Institute for Cosmic Ray Research, Univ. of Tokyo

With the 3.8~m imaging \v Cerenkov telescope located in the southern hemisphere, Woomera (136\$^\circ\$E and 31\$^\circ\$S), the CANGAROO collaboration has observed five pulsars/nebulae in the southern sky since 1992. Unpulsed TeV gamma-ray emissions from three EGRET pulsars/nebulae (Crab, Vela, and PSR~1706-44) were detected, and possible positive detection from PSR~1509-58 was reported. The detected gamma rays are most likely produced by the inverse Compton process by electrons accelerated by terminated shock of the pulsar wind in the nebula, which also radiate synchrotron X-rays. Thus the relative intensity of inverse Compton TeV gamma rays to synchrotron X-ray emission can provide information of spatial structure of extended emission, magnetic field strength, and kinds of seed photons. The overall discussion of the CANGAROO results with another wavelength observations may provide clues to a comprehensive understanding of the mechanisms of high energy phenomena in nebulae.

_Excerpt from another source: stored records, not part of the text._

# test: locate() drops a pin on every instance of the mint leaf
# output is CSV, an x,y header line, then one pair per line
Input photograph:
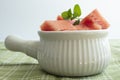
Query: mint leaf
x,y
69,15
77,11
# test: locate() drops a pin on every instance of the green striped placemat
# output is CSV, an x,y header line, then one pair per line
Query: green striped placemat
x,y
18,66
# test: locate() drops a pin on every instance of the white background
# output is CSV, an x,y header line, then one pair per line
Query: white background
x,y
23,17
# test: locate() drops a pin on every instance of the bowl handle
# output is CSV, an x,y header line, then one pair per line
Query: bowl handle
x,y
28,47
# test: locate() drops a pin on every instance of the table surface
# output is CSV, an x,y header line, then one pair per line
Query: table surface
x,y
18,66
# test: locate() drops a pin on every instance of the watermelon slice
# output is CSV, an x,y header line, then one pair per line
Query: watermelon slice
x,y
57,25
95,21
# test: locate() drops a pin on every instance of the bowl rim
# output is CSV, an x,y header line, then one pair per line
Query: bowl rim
x,y
75,31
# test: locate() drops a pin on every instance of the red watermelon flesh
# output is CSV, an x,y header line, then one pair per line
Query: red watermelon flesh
x,y
94,20
57,25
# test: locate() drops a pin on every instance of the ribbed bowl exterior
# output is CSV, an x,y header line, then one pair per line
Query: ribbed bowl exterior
x,y
74,57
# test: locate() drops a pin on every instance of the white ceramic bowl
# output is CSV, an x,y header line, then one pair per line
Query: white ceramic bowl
x,y
74,53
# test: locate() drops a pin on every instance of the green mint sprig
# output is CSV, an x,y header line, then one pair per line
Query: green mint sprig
x,y
69,15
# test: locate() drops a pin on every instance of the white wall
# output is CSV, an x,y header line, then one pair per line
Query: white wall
x,y
23,17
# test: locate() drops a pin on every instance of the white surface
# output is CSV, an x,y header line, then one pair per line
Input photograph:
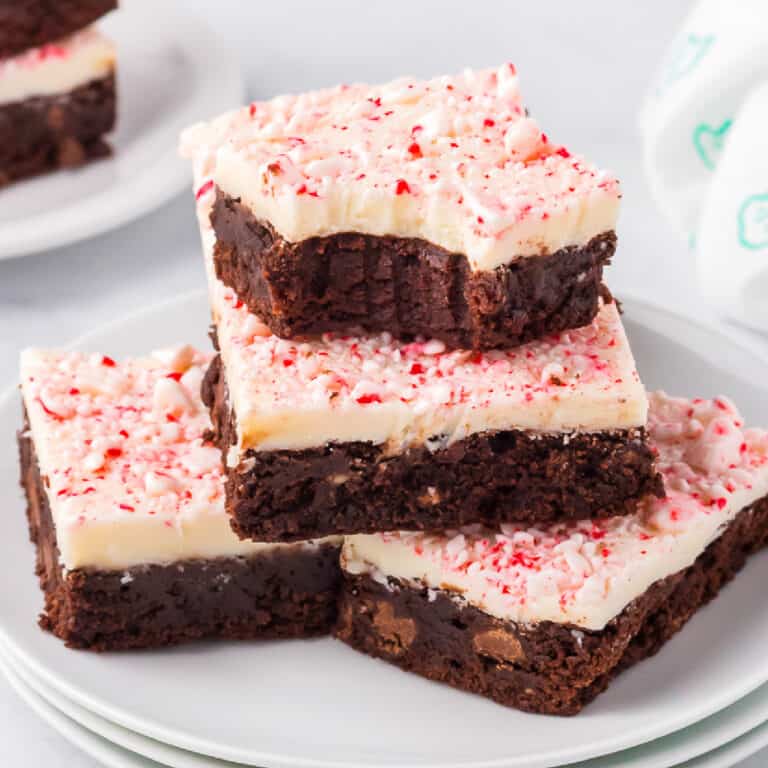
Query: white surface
x,y
351,705
163,84
726,728
704,134
47,299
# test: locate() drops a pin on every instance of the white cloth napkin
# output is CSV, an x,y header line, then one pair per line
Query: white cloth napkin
x,y
705,133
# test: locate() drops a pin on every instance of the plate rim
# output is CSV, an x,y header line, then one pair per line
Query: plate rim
x,y
39,685
146,191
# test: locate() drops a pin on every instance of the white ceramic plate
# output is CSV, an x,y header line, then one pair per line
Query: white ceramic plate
x,y
699,739
172,71
105,752
317,703
112,755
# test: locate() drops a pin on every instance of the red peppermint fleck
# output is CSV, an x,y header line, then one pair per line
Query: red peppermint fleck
x,y
415,150
203,189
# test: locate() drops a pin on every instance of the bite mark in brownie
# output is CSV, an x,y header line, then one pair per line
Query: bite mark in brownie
x,y
545,668
47,133
30,23
485,478
406,286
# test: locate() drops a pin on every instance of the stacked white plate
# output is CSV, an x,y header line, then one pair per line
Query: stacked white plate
x,y
317,703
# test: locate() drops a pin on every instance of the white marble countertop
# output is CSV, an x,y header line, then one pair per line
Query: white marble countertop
x,y
584,69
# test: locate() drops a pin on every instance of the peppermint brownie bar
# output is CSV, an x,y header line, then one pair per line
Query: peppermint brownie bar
x,y
57,102
28,24
362,434
126,507
543,619
434,208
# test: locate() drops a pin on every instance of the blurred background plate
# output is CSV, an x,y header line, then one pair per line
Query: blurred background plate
x,y
179,74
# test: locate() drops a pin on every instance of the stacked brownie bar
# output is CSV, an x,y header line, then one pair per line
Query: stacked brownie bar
x,y
57,86
126,508
544,618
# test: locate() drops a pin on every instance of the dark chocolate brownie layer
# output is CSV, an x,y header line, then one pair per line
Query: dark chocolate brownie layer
x,y
30,23
49,132
271,595
405,286
545,668
488,478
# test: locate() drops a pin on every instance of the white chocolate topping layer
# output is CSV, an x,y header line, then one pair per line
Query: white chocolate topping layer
x,y
128,478
56,68
453,160
586,573
292,395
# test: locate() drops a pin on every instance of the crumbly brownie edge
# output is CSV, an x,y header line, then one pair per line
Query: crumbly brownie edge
x,y
47,133
487,478
405,286
30,23
270,595
544,668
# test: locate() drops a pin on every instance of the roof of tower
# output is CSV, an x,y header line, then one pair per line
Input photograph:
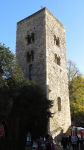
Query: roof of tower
x,y
39,12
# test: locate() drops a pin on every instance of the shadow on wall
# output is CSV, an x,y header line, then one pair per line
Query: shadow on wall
x,y
58,137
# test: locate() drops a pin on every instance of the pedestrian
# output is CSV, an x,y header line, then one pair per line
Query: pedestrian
x,y
47,142
69,142
74,140
39,142
64,142
52,145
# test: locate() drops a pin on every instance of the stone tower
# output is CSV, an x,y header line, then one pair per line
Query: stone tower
x,y
41,52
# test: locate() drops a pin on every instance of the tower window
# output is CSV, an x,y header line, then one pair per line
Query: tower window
x,y
59,104
30,57
58,60
30,38
55,58
56,40
31,72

A new telescope of a 7~m (to be extended as 10~m in later stage) diameter is scheduled to commence operations next year in Woomera, in order to extend CANGAROO observations down to 100~GeV energies. Significance to exploit this untouched energy region between the limits of the satellites and of the \v Cerenkov telescopes so far, will also be discussed.